Wednesday, July 23, 2008

'Singh is King': Markets dance to Manmohan's tune

The markets had bottmed out at around 12,500 on the sensex. They were only waiting for the trigger to launch an upmove (or some might like to label it as a bear market rally). And not one but two positive events, that occured simultaneously, have taken the markets into a new orbit. One was the softening of crude oil and the icing on the cake was the passing of the trust vote by Manmohan Singh Govt. The markets seem to be in a hurry to reach 15,500 on the sensex, and that is likely to be acheived easily. But what after that?
We may be in for a positive surprise on the upside. But that should not be taken as as opportunity to buy into the market. The macro fundamentals do not indicate a sustained upmove. Falling oil prices and the perceived stability of the Govt. can be triggers for the bull run. But buying, if any, has to be done selectively from a long term perspective.
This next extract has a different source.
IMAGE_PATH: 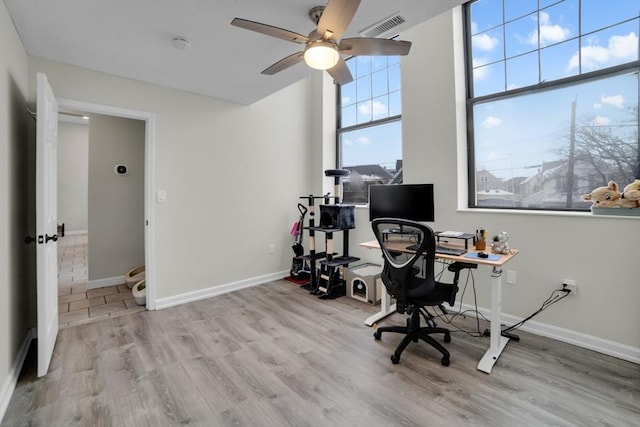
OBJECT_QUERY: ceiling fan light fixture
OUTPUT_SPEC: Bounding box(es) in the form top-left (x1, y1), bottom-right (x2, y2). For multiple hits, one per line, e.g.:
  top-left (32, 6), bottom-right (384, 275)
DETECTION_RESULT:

Many speculative stocks have moved up 20-40% in a short span (a few ADAG companies do not merit such rich valuations, example RNRL). It is better to book profits here and move to frontline bluechip stocks. The result season is on, and the performance analysis should be done before buying a scrip. The sectors that look good for a further 10% upmove are Banking & finance, Oil & gas PSU's and Power equipment & power utility companies.
Those investors who have missed the bus, by not entering the markets at 13,000 levels should resist entering the market now. Because the risk-reward ratio will become less attractive with every upmove in the markets. Ultimately, ugly politics will soon raise its head to puncture the rally. Rather, it would be a good opportunity to book selective profits at the levels of 16000-16500 on the sensex and 4800-5000 on the NIFTY.

1 comment:

Anonymous said...

The markets are unpredictable, I'll rather take my profits and sit on cash till the next elections.